Taipei, Jan. 15 (CNA) Former Minister of Foreign Affairs James Huang expressed regret Thursday about his impeachment over a scandal involving a botched attempt to win Papua New Guinea as a diplomatic ally, in which Taiwan was duped out of nearly US$30 million.
In a statement issued to the media, Huang argued that due to the difficult situation faced by Taiwan in the international community, any bids to forge diplomatic relations with other countries carry "a high degree of risk" and that the government should not impose a limitation on its diplomatic work just because of such risk.

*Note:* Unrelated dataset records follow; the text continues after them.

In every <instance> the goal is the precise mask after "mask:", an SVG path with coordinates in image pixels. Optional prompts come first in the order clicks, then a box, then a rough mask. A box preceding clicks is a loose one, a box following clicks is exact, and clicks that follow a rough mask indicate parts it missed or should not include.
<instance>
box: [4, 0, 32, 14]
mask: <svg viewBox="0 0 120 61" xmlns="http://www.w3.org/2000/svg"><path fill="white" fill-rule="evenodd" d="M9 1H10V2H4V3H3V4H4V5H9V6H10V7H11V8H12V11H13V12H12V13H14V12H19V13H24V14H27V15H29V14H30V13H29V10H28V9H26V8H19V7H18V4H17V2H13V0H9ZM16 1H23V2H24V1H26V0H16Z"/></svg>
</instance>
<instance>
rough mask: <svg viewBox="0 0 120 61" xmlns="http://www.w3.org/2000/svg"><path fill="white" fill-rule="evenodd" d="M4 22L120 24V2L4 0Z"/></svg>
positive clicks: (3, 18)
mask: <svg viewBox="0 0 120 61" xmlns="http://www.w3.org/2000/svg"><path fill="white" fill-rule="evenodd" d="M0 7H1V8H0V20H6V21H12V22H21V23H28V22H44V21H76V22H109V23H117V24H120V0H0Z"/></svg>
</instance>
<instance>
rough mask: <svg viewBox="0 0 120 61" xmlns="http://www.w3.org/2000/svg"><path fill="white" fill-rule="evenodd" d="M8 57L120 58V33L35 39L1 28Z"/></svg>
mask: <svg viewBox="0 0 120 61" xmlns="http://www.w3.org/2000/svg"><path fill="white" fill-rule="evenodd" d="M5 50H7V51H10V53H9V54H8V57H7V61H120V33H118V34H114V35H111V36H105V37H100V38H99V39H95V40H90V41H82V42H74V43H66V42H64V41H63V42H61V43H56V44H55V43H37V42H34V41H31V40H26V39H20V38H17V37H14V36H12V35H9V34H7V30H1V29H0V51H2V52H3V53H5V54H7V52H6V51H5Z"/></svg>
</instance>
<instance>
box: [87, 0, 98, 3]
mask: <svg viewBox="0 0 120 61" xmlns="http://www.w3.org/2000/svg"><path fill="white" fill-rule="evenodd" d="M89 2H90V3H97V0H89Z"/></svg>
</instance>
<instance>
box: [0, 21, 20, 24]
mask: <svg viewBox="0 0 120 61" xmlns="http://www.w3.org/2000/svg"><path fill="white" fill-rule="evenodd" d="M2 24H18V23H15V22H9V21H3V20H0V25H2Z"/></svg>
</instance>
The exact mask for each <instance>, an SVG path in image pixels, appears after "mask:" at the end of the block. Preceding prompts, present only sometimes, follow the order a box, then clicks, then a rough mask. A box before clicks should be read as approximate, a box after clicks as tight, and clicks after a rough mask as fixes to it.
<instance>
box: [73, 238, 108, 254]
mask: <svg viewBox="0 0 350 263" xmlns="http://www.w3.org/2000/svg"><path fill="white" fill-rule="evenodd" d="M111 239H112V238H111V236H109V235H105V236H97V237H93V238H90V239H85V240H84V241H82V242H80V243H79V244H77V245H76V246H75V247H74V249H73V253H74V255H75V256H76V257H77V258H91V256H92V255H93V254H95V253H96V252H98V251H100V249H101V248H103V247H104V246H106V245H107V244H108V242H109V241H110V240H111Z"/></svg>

In this very case, Huang said, he did not "blindly carry out" the mission entrusted to him by his superior, but opted to terminate the project after realizing that it could damage the country's interests.
After failing in an attempt to recover the fund, Huang continued, he took the initiative to inform judicial authorities of the case, adding that he was extremely sad about the damage the case did to the country's image.
In the scandal, two middlemen -- Ching Chi Ju and Wu Shih-Tsai -- who were commissioned by the Ministry of Foreign Affairs in 2006 to help broker a deal for the establishment of diplomatic ties with Papua New Guinea, allegedly embezzled the US$29.8 million intended as aid funds for the Pacific nation.
The project was initiated after then National Security Council Secretary-General Chiou I-jen introduced Ching, who claimed to maintain good connections with Papua New Guinea politicians, to Huang.
While Ching has since fled to the United States, Wu has been detained since May 2008 and was indicted in September on charge of forgery.
The Control Yuan -- the top government watchdog -- impeached Huang and Chiou Wednesday as it concluded an investigation into the scandal.
The impeachment said the dereliction of duty by Huang and Chiou was to blame for the loss of public funds and for the damage to the government's image.
Huang and Chiou, meanwhile, are still under investigation by prosecutors.